The severity of climate-related disasters is often measured by the number of lives lost, the financial losses for the economy or the costs of recovery. But how do disasters affect the poor? A new report from the Overseas Development Institute explores the relationship between disasters and poverty.

The report highlights the potential for natural hazards to spiral into human catastrophes if they entrench poverty that already exists, by pulling vulnerable people down into the poverty trap as their assets and livelihoods vanish.

Particularly at risk are those with limited access to work, land, and social safety nets – the mitigation measures and insurance mechanisms that help people cope and rebuild. It goes on to suggest that disaster risk management should be a key component of any effort to eradicate extreme poverty by 2030.

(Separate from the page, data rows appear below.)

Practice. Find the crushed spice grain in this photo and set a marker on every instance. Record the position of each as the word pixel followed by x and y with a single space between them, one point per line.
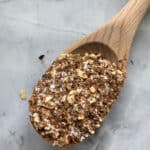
pixel 74 96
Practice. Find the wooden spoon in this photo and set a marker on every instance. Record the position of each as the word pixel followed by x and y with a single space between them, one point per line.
pixel 114 39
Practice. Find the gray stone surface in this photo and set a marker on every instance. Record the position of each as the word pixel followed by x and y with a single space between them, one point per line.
pixel 29 28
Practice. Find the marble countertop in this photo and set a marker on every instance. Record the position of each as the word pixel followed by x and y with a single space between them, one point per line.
pixel 29 28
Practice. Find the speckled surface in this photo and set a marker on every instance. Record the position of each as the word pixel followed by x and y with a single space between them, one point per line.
pixel 29 28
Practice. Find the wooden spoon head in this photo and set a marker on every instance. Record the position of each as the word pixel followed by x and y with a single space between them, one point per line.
pixel 96 47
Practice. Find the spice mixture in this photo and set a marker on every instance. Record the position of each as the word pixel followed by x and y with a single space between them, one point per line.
pixel 74 96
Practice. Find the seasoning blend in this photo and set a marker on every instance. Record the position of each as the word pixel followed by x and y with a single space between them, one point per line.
pixel 74 96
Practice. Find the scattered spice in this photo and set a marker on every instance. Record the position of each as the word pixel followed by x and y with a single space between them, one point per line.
pixel 132 62
pixel 74 96
pixel 41 57
pixel 23 94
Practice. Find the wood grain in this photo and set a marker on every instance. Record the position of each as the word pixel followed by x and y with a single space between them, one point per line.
pixel 114 38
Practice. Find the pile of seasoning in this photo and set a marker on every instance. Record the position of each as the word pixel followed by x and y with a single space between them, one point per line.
pixel 73 97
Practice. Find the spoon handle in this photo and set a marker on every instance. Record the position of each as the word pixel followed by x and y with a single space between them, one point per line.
pixel 126 23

The marriage of poverty and climate models in this report allows the impacts of climate-related hazards on poverty reduction efforts to be established. At the launch, Met Office Chief Scientist Julia Slingo explained that more work needs to be done to predict the impacts of climate variability. She went on to emphasise that while volatile events such as tropical storms and cyclones remain challenging to predict, we can anticipate more severe storm surges as sea levels continue to rise. This association could be particularly crucial if, as forecast, half of the world’s predicted poor are living in coastal cities by 2030.

The United Nations Special Representative of the Secretary-General for Disaster Risk Reduction, Margareta Wahlstrӧm, stressed the importance of simultaneously tackling poverty, the vulnerability of society and, vitally, the exposure of livelihoods. She said this should be prioritised in the next international framework for disaster risk reduction, due in 2015. It seems, then, that we should not only be protecting lives but also defending livelihoods.

Where there was less of a focus at the launch, however, was on the environmental trade-offs so often associated with a dash to eradicate poverty in economic terms. Healthy ecosystems can provide valuable buffers to the impacts of natural disasters, protecting livelihoods and increasing human resilience to hazard impacts. Could the erosion of the protection proffered by ecosystems jeopardise communities, and furthermore, lead to a loss of environmental capital? The Royal Society’s Resilience project will evaluate ecosystem-based approaches to climate change adaptation.

I was left wondering whether keeping a fisherman alive by warning him not go to sea is worth it if one day he goes to sea and finds there is nothing left to catch.

  • Nick von Behr

    Nice thoughtful post summarised in your final paragraph.